12.03.2004

Getting back to Jonathan's "decorum", just some square-hole-in-a-round-peg thoughts...

thinking of an intellectual economy of various decorii. Imagining an imaginary literary culture, obsessed with codes, styles, formats, fashions, pecking orders, which nevertheless fails to meet a foundational or primordial fitness test, having forgotten the first principles of the decorum of its particular calling.

Poets set the benchmarks or patterns, by means of which they attune all the little elements of fitness to their sense of fitness as a whole : how a poet fittingly behaves on this straw-strewn threshing-floor.

Who in modern US poetry applied him or herself to Dante's fitness test? In relation to the poet's response to the challenges of the present?

Pound had the grandiose ambition & the social indignation. But observe the contrast between these two paradigmatic exiles.
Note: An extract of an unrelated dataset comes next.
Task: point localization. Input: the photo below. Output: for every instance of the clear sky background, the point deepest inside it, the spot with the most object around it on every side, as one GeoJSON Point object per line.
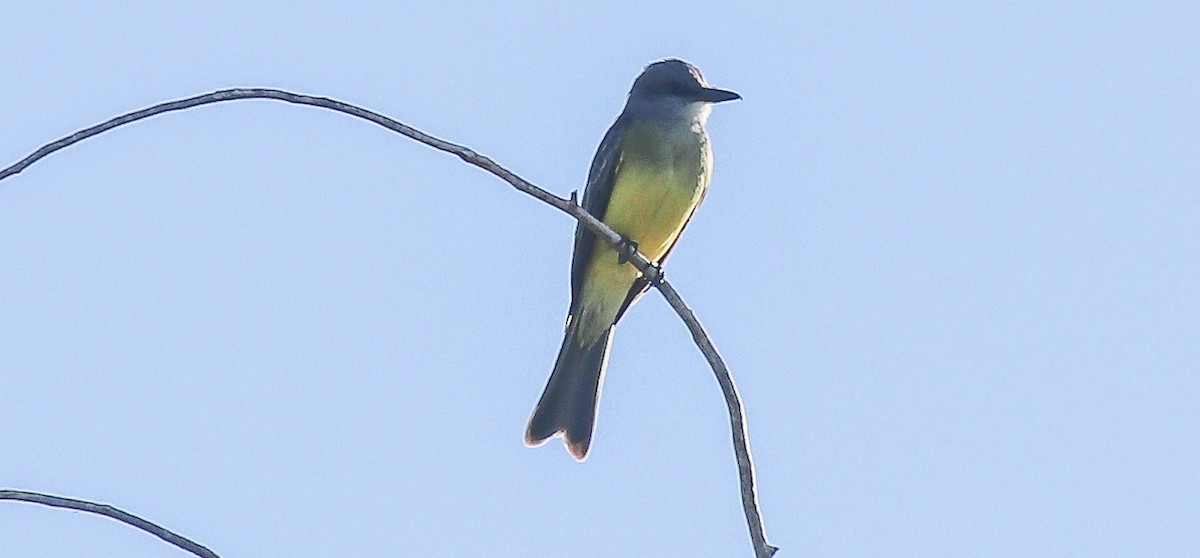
{"type": "Point", "coordinates": [952, 255]}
I have the feeling that contemporary poetry fails a fitness test, in two or three basic directions, at least:

1. failure to acknowledge the difficult technical challenges to good writing in general.

2. failure to recognize the serious themes of great poetry : magnanimity, justice, vision (Dantean terms).

3. assumption that poetry is a means and not an end : a means to social conformity & worldly success.

4. assumption that poetry is a means and not an end : a means toward expressing sour, narrow-minded resentments, rather than exploring paths toward the amelioration of conflict & suffering.

I feel stuck between the sub-cultures of #3 and #4. The former exemplified in the MFA industry, magazine verse, the various cliques of youth-Kult "party poetry", etc.; the latter exemplified, just to use a small current example, in Dale Smith's implying a similarity between contemporary US & Nazi Germany (here). I know this wasn't the main thrust of Dale's point : but it's the typical coin of the realm among the cult of poesie du ressentiment.